For a Greener Taft

Carly Borken is an environmentalist, a woman of vision, a change agent. In a few short years, she has strengthened and refined Taft’s already strong commitment living green. She has not only raised environmental awareness on campus, she has actively worked to reduce Taft’s carbon footprint.

“One day Taft students will be making real-world business decisions,” says Borken. “I want to help them understand the environmental implications and context of those decisions—I am priming our kids to make a much bigger impact on environmental justice than if I were to do it all by myself.”

And Borken understands the impact even high schoolers can make: her own high school discovery of a threatened species helped preserve 175 acres of land otherwise destined for development.

“I was fortunate enough to be involved in a project that actually had an impact, and I thought, ‘This is what I want to do.’”

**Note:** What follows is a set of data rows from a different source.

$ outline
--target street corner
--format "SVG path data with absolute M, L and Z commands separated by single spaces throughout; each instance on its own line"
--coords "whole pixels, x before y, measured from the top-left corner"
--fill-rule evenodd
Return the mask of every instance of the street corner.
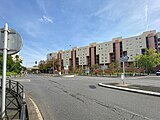
M 43 120 L 43 117 L 41 115 L 40 110 L 38 109 L 38 106 L 33 101 L 33 99 L 27 95 L 26 96 L 26 102 L 28 106 L 28 114 L 30 120 Z

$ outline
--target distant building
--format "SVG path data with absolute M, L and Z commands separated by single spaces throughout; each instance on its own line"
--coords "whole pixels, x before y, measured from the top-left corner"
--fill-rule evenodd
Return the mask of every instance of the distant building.
M 48 54 L 47 60 L 58 59 L 59 70 L 64 69 L 66 65 L 73 69 L 91 67 L 93 64 L 105 65 L 107 68 L 110 63 L 120 61 L 122 56 L 127 55 L 129 66 L 133 63 L 134 57 L 143 54 L 146 48 L 155 48 L 160 52 L 160 32 L 151 30 L 129 38 L 117 37 L 112 41 L 91 43 L 71 50 L 60 50 Z

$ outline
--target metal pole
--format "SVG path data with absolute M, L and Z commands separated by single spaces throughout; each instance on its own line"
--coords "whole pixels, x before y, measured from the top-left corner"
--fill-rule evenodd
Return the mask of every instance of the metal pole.
M 123 74 L 125 76 L 125 66 L 124 66 L 124 62 L 123 62 Z
M 5 101 L 6 101 L 6 65 L 7 65 L 7 36 L 8 24 L 4 25 L 4 48 L 3 48 L 3 74 L 2 74 L 2 109 L 1 117 L 5 120 Z
M 53 74 L 54 74 L 54 57 L 53 57 Z
M 103 64 L 103 74 L 104 74 L 104 69 L 105 69 L 105 62 L 104 62 L 104 64 Z

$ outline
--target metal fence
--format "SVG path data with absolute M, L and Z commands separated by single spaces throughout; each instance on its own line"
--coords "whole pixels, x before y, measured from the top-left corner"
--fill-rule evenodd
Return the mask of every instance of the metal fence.
M 2 79 L 1 86 L 2 87 Z M 6 118 L 29 120 L 24 87 L 17 81 L 6 80 Z M 10 113 L 12 115 L 10 115 Z

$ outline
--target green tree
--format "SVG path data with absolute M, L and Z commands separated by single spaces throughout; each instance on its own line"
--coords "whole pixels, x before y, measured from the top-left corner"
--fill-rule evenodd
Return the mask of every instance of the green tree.
M 25 69 L 25 67 L 22 66 L 21 63 L 22 60 L 19 58 L 19 55 L 16 55 L 14 60 L 11 55 L 8 55 L 7 72 L 15 72 L 19 74 L 22 69 Z M 0 74 L 2 73 L 2 66 L 3 66 L 3 55 L 0 54 Z

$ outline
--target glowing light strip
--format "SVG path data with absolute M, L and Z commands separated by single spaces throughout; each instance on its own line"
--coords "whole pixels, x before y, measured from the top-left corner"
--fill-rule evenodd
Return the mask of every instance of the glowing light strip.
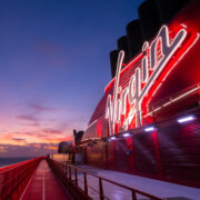
M 186 93 L 177 97 L 176 99 L 172 99 L 171 101 L 168 101 L 167 103 L 164 103 L 164 104 L 156 108 L 153 111 L 151 111 L 151 112 L 149 112 L 148 114 L 146 114 L 144 118 L 148 117 L 148 116 L 151 116 L 153 112 L 157 112 L 157 111 L 160 110 L 161 108 L 167 107 L 167 106 L 171 104 L 172 102 L 176 102 L 176 101 L 178 101 L 178 100 L 187 97 L 188 94 L 190 94 L 190 93 L 192 93 L 192 92 L 194 92 L 194 91 L 197 91 L 197 90 L 199 90 L 199 86 L 198 86 L 197 88 L 194 88 L 194 89 L 192 89 L 192 90 L 190 90 L 190 91 L 188 91 L 188 92 L 186 92 Z
M 193 116 L 188 116 L 188 117 L 182 117 L 182 118 L 179 118 L 177 121 L 179 123 L 184 123 L 184 122 L 188 122 L 188 121 L 193 121 L 196 118 Z

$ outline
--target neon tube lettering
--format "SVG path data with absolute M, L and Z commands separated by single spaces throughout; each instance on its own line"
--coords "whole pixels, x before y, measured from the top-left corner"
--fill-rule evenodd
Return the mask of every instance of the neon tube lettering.
M 137 68 L 134 73 L 131 76 L 129 86 L 121 91 L 121 87 L 119 87 L 120 72 L 122 68 L 122 61 L 124 58 L 124 52 L 120 51 L 117 63 L 117 73 L 116 73 L 116 82 L 113 90 L 113 98 L 111 94 L 108 96 L 107 99 L 107 108 L 106 108 L 106 119 L 109 119 L 109 132 L 110 134 L 114 134 L 116 132 L 116 123 L 120 122 L 121 114 L 124 114 L 127 111 L 127 97 L 128 103 L 132 107 L 128 113 L 128 118 L 123 121 L 122 128 L 128 129 L 130 122 L 136 117 L 136 128 L 142 126 L 141 122 L 141 103 L 146 94 L 151 89 L 156 79 L 159 77 L 161 71 L 164 69 L 167 62 L 170 60 L 172 54 L 177 51 L 180 44 L 186 39 L 187 31 L 181 29 L 177 36 L 173 38 L 172 42 L 169 42 L 169 30 L 167 26 L 161 27 L 157 38 L 149 46 L 149 42 L 144 42 L 142 47 L 143 58 L 141 62 L 141 69 Z M 157 46 L 158 42 L 161 43 L 161 53 L 162 57 L 157 61 Z M 149 49 L 149 59 L 147 56 L 147 50 Z M 150 67 L 148 68 L 148 61 L 150 62 Z M 158 63 L 157 63 L 158 62 Z M 142 72 L 142 76 L 140 73 Z M 149 76 L 149 71 L 152 71 L 151 76 Z M 141 83 L 144 83 L 144 87 L 141 89 Z M 118 98 L 120 96 L 120 98 Z

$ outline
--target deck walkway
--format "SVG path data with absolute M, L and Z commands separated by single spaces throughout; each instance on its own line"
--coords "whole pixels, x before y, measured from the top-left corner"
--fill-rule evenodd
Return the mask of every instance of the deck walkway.
M 20 200 L 70 200 L 46 160 L 41 160 Z
M 82 168 L 93 174 L 103 177 L 106 179 L 144 191 L 160 198 L 169 200 L 200 200 L 200 189 L 197 188 L 174 184 L 112 170 L 100 169 L 87 164 L 79 164 L 77 167 Z M 83 174 L 79 174 L 79 179 L 82 179 L 83 181 Z M 98 190 L 99 184 L 94 177 L 88 176 L 88 184 Z M 81 188 L 83 189 L 83 186 L 81 186 Z M 111 200 L 131 199 L 131 193 L 128 192 L 126 189 L 109 184 L 107 182 L 103 182 L 103 190 L 104 194 Z M 89 189 L 89 193 L 92 199 L 98 199 L 97 193 L 92 190 Z M 142 200 L 147 199 L 144 197 L 141 197 L 140 194 L 138 194 L 138 198 Z

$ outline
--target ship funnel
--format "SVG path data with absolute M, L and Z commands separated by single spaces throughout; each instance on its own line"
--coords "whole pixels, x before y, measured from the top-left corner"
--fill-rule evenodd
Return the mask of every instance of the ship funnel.
M 158 33 L 161 27 L 156 0 L 142 2 L 138 9 L 138 14 L 141 22 L 143 42 L 149 41 Z
M 132 59 L 136 54 L 141 51 L 142 47 L 142 34 L 140 20 L 133 20 L 127 26 L 127 39 L 129 58 Z
M 118 61 L 118 50 L 113 50 L 110 52 L 110 68 L 112 78 L 116 77 L 116 68 Z

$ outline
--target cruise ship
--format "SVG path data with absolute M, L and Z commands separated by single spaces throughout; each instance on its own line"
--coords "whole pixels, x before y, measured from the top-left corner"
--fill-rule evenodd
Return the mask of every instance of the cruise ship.
M 147 0 L 138 12 L 70 159 L 1 168 L 2 200 L 200 199 L 200 1 Z

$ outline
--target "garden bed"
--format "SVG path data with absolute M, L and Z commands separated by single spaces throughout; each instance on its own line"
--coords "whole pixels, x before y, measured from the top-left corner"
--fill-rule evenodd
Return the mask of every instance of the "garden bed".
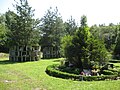
M 72 79 L 79 81 L 100 81 L 100 80 L 118 80 L 118 75 L 100 75 L 100 76 L 84 76 L 62 72 L 58 69 L 59 64 L 50 65 L 46 68 L 46 73 L 50 76 L 59 77 L 63 79 Z

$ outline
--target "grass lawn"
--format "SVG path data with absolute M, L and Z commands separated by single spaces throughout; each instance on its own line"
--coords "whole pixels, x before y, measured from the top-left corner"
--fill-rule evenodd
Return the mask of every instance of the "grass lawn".
M 120 80 L 73 81 L 47 75 L 46 67 L 59 60 L 13 63 L 0 59 L 0 90 L 120 90 Z

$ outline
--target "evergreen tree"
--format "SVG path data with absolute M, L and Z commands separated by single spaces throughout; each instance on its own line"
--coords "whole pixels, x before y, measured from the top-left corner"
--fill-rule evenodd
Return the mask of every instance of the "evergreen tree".
M 67 22 L 64 23 L 64 26 L 65 26 L 65 30 L 64 30 L 65 35 L 74 35 L 74 33 L 77 30 L 75 19 L 73 19 L 72 16 L 69 20 L 67 20 Z
M 60 49 L 60 40 L 63 36 L 63 21 L 58 13 L 58 9 L 54 10 L 50 7 L 44 17 L 41 19 L 41 45 L 42 47 L 53 46 Z
M 104 44 L 92 36 L 86 20 L 86 17 L 82 16 L 82 25 L 75 35 L 63 40 L 65 57 L 71 64 L 80 69 L 90 68 L 91 62 L 103 65 L 107 60 L 107 51 Z

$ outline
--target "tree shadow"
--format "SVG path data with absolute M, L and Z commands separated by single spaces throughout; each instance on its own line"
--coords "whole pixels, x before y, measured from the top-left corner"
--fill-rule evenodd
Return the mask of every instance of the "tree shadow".
M 0 60 L 0 65 L 16 64 L 16 63 L 23 63 L 23 62 L 10 61 L 10 60 Z
M 60 62 L 61 60 L 54 60 L 53 62 Z

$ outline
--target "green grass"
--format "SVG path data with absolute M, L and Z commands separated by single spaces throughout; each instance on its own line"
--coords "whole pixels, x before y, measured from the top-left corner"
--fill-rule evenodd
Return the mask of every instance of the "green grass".
M 47 75 L 48 65 L 60 59 L 14 63 L 0 59 L 0 90 L 119 90 L 117 81 L 73 81 Z

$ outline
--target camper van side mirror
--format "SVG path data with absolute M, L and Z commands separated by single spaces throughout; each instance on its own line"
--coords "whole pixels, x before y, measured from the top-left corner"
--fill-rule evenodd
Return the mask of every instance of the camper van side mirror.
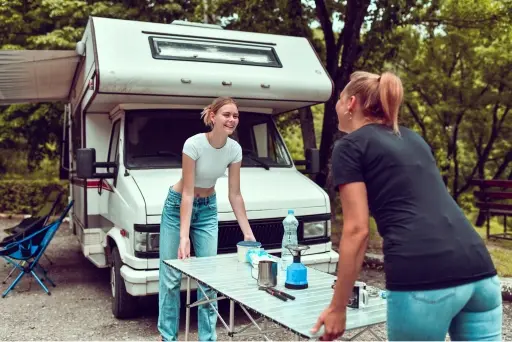
M 79 148 L 76 151 L 76 175 L 78 178 L 114 178 L 115 170 L 117 169 L 116 163 L 96 162 L 96 150 L 94 148 Z M 96 168 L 114 168 L 114 172 L 96 173 Z
M 306 171 L 312 174 L 320 172 L 320 151 L 317 148 L 306 149 Z

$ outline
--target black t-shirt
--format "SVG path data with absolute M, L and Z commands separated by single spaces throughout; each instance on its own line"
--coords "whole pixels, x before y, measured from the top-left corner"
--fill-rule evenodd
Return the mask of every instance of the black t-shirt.
M 369 124 L 336 141 L 336 189 L 364 182 L 368 206 L 383 238 L 389 290 L 456 286 L 496 274 L 483 240 L 449 194 L 428 144 Z

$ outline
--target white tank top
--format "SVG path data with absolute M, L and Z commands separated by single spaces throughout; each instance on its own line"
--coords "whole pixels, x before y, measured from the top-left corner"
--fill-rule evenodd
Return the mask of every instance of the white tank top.
M 194 186 L 211 188 L 222 177 L 226 168 L 242 160 L 242 147 L 228 137 L 221 148 L 210 145 L 205 133 L 191 136 L 183 145 L 183 153 L 196 161 Z

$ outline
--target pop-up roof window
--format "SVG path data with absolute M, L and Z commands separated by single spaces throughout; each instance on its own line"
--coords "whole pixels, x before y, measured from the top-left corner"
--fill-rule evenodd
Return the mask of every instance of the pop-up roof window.
M 149 41 L 158 59 L 282 67 L 272 47 L 161 37 Z

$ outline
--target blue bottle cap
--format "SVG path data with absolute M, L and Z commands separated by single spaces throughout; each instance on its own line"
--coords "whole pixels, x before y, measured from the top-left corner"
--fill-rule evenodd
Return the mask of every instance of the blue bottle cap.
M 241 247 L 261 247 L 261 242 L 258 241 L 240 241 L 236 244 Z

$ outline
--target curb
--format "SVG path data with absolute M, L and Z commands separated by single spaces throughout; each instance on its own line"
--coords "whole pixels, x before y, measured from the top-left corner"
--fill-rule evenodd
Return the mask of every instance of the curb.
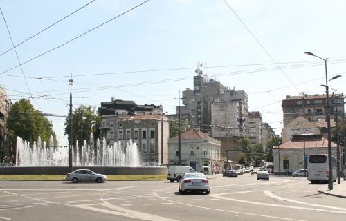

Borken created Taft’s “EcoMons” program—students who serve as Taft’s environmental leaders. She introduced the farm program and the Green Rhino Room Certification program. She and her students maintain a solar-powered chicken coop on campus, travel to Woods Hole to study Oceanography, study the viability of raising tilapia as a food source in resource-poor areas, and implement sustainability-driven changes across campus, like the borrow-a-mug and hydration station initiatives. Her passion is coaching crew. Borken has grown Taft’s rowing program, and strengthened their already competitive position in the very deep prep school field.

“The sense of community,” Borken notes, “is strong and very, very special.”